Two recent verdicts, Fox vs. Health Net and Goodrich vs. Aetna, in which 89 million and 120 million were respectively awarded to the plaintiff indicate that "many of the barriers to managed-care litigation that appeared firm in 1993 are today under siege." In this article, the authors discuss punitive damage awards, changes in the law that support managed care organization (MCO) suits, and "how physicians, insurers, employers, attorneys and patients may be affected by a rash or verdicts in which punitive damages are awarded." The authors conclude, "Whatever its net effect, a crisis in the litigation of cases involving managed care, should it come, will be ugly and costly….Attention to the far-reaching implications of a surge in managed-care litigation should highlight the attractiveness of a more sophisticated approach- namely, carefully crafted regulatory oversight that is responsive to the need to reconcile the protection of patients and quality assurance, on one hand, with the cost containment that consumers demand from managed care, on the other."
Mohr, James C. "American Medical Malpractice Litigation in Historical Perspective." JAMA 5 April, 2000; 283 (13): 1731-37.
"Medical malpractice and the problems associated with it remain an important issue in the US medical community. Yet relatively little information regarding the long-term history of malpractice litigation can be found in the literature. This article addresses 2 questions: (1) when and why did medical malpractice litigation originate in the United States and (2) what historical factors best explain its subsequent perpetuation and growth?
Medical malpractice litigation appeared in the United States around 1840 for reasons specific to that period. Those reasons are discussed in the context of marketplace professionalism, an environment that provided few quality controls over medical practitioners. Medical malpractice litigation has since been sustained for a century and a half by an interacting combination of 6 principal factors. Three of these factors are medical: the innovative pressures on American medicine, the spread of uniform standards, and the advent of medical malpractice liability insurance. Three are legal factors: contingent fees, citizen juries, and the nature of tort pleading in the United States. Knowledge of these historical factors may prove useful to those seeking to reform the current medical malpractice litigation system."

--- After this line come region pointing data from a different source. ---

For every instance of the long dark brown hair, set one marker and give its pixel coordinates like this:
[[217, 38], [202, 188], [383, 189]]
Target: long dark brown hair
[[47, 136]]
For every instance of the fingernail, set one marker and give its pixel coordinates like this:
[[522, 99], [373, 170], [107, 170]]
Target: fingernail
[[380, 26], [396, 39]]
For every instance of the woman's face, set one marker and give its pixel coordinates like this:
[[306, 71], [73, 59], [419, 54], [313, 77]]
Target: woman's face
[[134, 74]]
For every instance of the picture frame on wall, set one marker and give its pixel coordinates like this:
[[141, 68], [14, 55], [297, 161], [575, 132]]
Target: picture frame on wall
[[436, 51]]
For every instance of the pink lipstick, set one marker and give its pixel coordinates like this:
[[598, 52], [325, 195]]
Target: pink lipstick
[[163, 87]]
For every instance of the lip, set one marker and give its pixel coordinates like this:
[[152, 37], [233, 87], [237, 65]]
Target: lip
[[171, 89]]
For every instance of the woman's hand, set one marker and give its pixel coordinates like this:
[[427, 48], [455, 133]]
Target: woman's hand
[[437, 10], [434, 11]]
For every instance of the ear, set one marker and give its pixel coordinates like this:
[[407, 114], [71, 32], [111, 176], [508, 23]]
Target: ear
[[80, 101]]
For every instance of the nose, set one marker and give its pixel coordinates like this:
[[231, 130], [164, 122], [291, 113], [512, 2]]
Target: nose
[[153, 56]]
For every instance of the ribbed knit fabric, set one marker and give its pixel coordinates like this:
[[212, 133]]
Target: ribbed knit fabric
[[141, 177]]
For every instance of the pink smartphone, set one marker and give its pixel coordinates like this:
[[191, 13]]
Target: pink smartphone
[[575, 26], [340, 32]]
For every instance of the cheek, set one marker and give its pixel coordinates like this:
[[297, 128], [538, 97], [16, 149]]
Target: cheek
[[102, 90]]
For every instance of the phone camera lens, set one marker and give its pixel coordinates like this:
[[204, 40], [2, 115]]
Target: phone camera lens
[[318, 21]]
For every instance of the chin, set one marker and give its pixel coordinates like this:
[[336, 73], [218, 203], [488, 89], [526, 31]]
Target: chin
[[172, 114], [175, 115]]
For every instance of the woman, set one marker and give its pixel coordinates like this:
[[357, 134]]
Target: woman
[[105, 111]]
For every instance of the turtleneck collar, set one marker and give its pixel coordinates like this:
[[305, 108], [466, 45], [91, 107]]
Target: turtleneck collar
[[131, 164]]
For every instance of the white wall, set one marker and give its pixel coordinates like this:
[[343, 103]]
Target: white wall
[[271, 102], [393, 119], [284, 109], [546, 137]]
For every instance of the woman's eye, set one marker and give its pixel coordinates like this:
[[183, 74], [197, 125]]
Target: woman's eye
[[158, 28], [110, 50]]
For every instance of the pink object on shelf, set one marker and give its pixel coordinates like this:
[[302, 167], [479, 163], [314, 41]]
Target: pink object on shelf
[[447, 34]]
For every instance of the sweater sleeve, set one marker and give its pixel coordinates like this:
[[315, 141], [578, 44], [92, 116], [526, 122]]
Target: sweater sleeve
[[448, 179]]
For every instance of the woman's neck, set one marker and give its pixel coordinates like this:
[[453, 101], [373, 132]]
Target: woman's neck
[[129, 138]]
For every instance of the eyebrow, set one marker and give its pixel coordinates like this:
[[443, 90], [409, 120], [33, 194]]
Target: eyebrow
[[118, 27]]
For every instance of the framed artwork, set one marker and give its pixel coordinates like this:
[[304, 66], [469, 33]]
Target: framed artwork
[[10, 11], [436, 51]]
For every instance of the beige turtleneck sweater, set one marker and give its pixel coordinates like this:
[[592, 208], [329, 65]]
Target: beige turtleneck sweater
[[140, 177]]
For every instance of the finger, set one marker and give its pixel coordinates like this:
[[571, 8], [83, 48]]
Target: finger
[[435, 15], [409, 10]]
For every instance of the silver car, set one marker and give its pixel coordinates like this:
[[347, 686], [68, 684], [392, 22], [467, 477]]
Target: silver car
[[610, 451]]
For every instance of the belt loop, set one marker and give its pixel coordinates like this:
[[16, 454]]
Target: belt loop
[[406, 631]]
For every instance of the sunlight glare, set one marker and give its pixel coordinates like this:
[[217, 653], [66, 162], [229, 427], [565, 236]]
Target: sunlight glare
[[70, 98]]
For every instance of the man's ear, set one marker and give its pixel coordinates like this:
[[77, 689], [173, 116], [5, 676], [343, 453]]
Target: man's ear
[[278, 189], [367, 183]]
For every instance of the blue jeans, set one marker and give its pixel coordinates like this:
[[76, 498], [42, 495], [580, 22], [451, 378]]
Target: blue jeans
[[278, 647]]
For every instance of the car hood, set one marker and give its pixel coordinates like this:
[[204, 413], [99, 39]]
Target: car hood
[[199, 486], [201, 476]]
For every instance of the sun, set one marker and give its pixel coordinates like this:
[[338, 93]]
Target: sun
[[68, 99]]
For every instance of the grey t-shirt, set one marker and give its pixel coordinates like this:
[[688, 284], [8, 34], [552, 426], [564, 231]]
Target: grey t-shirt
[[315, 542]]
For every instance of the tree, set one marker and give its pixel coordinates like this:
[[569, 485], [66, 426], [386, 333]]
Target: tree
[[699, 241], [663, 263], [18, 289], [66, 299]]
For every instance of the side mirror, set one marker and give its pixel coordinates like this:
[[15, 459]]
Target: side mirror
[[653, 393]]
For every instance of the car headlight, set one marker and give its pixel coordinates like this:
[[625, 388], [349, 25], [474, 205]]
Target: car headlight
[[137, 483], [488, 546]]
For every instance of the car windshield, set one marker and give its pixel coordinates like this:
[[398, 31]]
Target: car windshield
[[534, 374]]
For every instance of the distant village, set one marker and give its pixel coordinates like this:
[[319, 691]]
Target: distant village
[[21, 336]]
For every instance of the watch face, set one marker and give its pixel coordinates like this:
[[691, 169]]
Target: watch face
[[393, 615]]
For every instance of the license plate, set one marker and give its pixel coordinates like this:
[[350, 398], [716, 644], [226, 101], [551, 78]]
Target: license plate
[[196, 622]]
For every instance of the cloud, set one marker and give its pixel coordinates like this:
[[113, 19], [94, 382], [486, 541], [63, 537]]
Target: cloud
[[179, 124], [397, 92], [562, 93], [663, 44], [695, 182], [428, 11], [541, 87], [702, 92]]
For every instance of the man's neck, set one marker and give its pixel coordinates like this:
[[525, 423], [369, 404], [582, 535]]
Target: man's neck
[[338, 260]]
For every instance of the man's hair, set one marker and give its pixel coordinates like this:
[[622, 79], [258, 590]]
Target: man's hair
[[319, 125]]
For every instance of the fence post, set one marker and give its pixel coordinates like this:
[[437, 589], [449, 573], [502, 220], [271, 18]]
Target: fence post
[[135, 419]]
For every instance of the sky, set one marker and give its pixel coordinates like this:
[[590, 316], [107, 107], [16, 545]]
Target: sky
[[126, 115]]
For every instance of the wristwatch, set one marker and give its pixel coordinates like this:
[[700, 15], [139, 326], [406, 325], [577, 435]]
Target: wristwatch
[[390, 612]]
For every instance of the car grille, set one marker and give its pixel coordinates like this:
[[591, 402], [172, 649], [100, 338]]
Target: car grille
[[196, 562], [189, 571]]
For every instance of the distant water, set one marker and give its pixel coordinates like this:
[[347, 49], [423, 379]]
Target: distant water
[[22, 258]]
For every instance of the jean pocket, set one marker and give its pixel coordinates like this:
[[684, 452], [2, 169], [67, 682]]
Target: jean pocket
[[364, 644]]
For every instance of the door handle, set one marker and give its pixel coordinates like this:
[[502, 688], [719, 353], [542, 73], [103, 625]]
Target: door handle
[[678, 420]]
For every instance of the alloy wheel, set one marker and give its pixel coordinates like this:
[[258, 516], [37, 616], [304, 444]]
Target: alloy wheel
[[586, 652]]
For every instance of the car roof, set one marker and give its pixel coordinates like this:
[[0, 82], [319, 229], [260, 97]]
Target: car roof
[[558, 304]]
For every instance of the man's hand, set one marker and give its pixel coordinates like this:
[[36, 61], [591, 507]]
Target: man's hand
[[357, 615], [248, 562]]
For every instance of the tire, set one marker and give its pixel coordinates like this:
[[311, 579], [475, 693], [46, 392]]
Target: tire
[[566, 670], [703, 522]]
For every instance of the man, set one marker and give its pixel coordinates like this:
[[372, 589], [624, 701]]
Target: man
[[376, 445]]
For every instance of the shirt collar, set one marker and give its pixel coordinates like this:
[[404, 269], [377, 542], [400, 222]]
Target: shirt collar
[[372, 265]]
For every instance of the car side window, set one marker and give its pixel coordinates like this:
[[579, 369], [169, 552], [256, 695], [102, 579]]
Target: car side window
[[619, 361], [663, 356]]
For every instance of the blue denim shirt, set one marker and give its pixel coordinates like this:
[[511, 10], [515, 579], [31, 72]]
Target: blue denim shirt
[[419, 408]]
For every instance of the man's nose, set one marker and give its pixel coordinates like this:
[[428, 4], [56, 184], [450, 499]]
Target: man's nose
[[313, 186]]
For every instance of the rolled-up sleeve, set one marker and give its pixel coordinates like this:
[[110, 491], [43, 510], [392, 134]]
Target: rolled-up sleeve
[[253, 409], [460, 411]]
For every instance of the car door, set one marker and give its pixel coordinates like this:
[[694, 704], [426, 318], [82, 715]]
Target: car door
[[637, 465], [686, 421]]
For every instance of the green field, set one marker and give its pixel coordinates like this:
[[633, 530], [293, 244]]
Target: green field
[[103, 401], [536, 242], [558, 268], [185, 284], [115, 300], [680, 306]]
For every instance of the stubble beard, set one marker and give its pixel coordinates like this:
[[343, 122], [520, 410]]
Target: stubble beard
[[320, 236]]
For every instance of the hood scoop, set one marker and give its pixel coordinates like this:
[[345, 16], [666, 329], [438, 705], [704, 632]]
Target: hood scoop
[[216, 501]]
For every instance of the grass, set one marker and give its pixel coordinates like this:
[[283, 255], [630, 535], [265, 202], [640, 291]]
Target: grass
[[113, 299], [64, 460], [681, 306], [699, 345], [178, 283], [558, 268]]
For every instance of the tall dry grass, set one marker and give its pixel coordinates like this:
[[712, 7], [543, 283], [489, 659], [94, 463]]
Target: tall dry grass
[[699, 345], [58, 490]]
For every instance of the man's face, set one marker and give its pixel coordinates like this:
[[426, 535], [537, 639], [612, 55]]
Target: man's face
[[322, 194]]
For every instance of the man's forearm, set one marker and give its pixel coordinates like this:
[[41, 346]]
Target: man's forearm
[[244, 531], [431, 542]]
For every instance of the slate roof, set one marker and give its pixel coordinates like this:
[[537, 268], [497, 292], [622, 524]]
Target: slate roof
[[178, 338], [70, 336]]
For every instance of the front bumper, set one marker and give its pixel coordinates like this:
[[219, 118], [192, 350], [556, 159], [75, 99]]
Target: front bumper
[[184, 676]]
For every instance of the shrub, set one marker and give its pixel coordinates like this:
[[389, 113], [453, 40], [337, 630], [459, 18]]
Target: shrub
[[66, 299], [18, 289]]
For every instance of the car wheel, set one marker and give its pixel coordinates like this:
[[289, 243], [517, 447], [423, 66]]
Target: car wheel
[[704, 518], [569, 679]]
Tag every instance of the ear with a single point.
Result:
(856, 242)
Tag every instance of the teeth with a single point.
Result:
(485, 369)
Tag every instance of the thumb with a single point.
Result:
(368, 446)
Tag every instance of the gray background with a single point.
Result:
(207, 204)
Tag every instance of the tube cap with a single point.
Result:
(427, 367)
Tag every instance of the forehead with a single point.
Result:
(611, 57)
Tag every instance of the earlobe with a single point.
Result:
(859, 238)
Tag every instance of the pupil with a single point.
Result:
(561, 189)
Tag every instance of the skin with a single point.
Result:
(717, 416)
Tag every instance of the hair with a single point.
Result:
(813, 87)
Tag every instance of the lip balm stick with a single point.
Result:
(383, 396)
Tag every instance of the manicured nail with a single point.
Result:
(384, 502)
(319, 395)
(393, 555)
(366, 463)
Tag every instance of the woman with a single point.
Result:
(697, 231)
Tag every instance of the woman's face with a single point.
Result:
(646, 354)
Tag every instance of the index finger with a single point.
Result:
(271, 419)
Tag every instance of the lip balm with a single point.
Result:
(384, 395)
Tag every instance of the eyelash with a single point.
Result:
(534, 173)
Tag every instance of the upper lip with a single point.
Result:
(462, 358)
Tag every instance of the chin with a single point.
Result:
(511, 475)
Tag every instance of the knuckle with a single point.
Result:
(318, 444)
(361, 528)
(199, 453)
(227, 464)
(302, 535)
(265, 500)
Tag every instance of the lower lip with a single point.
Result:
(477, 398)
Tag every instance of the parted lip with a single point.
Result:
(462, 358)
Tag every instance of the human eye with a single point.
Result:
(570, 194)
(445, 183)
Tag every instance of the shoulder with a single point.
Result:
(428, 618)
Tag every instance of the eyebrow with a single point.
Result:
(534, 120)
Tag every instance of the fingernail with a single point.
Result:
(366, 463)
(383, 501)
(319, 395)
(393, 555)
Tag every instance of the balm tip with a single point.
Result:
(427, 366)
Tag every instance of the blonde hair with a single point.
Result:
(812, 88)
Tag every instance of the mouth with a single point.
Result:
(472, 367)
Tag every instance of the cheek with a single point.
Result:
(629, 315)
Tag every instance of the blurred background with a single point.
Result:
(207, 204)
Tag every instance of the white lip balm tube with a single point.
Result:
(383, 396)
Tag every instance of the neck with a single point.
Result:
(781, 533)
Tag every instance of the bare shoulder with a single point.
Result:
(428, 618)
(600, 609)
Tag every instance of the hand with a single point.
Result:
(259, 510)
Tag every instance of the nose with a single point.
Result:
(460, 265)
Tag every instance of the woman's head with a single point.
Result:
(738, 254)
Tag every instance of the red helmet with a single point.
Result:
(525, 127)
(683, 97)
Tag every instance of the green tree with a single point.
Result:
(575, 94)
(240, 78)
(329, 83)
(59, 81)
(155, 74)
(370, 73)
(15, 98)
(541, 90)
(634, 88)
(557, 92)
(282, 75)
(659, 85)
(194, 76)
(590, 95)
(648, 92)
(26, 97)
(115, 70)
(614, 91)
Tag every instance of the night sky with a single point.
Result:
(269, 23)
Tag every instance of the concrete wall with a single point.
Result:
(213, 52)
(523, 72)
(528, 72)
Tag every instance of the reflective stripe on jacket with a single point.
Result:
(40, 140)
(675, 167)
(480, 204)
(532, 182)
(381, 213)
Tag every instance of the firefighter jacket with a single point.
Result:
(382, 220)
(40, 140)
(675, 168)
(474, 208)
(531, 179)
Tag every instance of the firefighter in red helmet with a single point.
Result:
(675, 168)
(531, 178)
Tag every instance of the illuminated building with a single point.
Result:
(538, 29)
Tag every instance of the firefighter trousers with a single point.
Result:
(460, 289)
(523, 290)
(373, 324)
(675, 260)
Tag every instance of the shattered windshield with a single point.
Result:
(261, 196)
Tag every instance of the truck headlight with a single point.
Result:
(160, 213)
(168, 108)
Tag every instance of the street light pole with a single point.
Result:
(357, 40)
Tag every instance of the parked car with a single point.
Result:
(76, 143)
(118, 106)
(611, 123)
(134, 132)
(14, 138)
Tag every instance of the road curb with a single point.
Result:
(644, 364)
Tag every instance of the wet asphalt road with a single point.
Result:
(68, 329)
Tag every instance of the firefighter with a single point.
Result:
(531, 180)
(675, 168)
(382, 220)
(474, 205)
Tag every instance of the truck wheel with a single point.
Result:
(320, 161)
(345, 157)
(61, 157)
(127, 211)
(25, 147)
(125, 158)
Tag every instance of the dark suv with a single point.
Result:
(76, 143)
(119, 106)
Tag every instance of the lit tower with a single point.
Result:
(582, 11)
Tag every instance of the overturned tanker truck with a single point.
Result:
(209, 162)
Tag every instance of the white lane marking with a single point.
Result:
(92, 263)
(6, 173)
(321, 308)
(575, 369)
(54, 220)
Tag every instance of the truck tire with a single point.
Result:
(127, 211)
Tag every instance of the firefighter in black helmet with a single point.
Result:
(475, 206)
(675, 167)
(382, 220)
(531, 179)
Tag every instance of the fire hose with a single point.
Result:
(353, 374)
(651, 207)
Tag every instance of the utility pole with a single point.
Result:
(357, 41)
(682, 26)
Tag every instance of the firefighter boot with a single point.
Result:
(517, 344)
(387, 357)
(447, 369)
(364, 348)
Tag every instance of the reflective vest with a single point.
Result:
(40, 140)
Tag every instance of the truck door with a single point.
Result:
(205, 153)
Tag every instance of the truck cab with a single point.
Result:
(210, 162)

Ely, John W. et al. "Malpractice Claims Against Family Physicians: Are the Best Doctors Sued More?" The Journal of Family Practice Jan 1999; 48 (1): 23-4.
Typically, multiple malpractice suits against a doctor raises flags of incompetence and carelessness. However, this study concludes, "Among Florida family physicians, the frequency of malpractice claims increased with evidence of greater medical knowledge."